My first awareness about women’s health was in 1975 when Canada participated in the International year of the Woman when the government subsidized communities to have workshops on women's health. Betty Stevenson, who was the president of the Canadian Medical Association at that time had been invited to Shelburne, Nova Scotia but didn’t have the time to go so she asked me to go in her place. There was no concept of ‘women’s health’ and ‘men’s health’ at the time, and I believed that if you were a good doctor then you were a good doctor to both. I did a little research and then I went to Nova Scotia and to my amazement I learned that the locals could not get the doctors there to do breast exams or pap smears and there was a fair amount of violence against women. It became clear to me that I did not know whether this was going on in Toronto or elsewhere. Interestingly enough, the people I had met with wrote me a letter after I left saying they now had a doctor from Yarmouth, Nova Scotia who would provide more care to women, including pap smears. This was the very beginning of my involvement in women’s health care. After that I became involved with the pro-choice movement, sparked by the actions of Dr. Henry Morgentaler. I became a member of an organization called Doctors for the Reform of the Abortion Law (DRAL).

What acheivement are you most proud of?

I don’t have a favourite achievement but I guess if I had to choose it would be the recognition that I received when five awards were named in my honour. Also the involvement of so many like-minded people and feeling that I was a real activist. The activism sums up everything I was doing.

Do you have any Words of Wisdom for current U of T students?

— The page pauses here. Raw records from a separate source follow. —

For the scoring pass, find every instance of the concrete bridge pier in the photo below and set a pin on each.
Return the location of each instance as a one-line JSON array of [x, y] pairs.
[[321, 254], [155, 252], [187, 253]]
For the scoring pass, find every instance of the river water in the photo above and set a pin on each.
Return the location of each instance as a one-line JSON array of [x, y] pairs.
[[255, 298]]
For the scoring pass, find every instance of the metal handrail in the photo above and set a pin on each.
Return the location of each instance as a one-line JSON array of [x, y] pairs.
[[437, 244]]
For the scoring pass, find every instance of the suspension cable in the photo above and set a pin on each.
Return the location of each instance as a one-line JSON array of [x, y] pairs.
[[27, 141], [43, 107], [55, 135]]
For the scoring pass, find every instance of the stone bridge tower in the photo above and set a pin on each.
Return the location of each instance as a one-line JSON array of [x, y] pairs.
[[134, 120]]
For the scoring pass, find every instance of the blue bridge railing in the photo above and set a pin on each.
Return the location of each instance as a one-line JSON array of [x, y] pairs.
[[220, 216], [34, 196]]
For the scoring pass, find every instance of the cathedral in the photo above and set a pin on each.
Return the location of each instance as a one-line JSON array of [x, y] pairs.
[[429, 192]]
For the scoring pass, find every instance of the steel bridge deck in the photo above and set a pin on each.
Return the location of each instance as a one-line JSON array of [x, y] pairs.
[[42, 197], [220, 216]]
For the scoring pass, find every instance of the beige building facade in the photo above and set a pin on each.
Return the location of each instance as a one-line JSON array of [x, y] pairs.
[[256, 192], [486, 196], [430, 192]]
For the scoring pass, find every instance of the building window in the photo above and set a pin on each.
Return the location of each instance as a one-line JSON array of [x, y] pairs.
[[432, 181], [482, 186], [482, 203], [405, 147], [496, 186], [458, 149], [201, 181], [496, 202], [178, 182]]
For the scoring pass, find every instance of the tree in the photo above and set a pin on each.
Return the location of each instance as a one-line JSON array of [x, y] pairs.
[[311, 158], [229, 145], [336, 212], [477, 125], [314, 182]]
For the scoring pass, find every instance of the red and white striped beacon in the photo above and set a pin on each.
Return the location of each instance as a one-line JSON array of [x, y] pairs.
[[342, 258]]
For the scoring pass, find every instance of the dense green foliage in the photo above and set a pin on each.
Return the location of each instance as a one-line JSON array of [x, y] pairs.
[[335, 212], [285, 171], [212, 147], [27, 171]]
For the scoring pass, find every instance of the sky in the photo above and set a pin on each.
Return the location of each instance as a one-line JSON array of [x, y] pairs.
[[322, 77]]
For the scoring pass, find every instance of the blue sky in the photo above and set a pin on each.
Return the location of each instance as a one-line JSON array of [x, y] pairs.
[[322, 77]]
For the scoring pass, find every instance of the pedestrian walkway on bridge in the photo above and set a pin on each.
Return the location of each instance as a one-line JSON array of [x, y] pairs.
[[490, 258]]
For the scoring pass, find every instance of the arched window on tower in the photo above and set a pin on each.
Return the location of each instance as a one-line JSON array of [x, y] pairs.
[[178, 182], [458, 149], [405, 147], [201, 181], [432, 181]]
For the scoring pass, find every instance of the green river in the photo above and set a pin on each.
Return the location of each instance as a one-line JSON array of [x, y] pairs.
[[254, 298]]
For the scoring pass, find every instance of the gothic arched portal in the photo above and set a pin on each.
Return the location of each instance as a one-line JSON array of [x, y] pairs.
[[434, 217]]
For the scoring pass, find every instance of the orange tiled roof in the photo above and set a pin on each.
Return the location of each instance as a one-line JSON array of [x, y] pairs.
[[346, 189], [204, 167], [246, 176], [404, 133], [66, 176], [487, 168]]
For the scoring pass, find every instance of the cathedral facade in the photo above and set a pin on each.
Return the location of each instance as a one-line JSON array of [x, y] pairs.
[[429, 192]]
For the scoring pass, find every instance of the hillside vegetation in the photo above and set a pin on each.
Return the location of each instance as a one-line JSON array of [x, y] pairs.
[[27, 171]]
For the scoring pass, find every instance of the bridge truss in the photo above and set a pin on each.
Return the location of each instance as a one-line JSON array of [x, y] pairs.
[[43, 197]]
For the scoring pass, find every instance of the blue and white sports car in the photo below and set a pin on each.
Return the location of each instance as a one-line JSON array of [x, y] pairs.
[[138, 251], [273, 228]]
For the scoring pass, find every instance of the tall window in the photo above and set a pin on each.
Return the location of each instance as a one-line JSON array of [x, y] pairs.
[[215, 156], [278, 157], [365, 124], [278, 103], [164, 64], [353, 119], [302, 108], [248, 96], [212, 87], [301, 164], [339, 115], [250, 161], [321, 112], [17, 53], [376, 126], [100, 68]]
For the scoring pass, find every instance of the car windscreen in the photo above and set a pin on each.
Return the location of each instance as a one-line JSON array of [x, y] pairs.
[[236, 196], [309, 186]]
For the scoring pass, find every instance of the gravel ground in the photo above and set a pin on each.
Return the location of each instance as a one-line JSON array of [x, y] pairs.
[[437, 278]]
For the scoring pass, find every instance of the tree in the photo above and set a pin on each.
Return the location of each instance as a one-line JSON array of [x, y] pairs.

In leadership roles or chairing committees, you have to hear what people say and let them know that you’ve heard them, even if you don’t agree with them or they get out voted, they will still feel as though they have been heard which is very important. You have to be disciplined, willing to do your share of the work and be prepared for what you’re doing. Even now, I spend an awful lot of time when I chair the board at my condominium, it takes me two or three hours to get  all the material  and  issues for debate organized  so that I know what’s going on.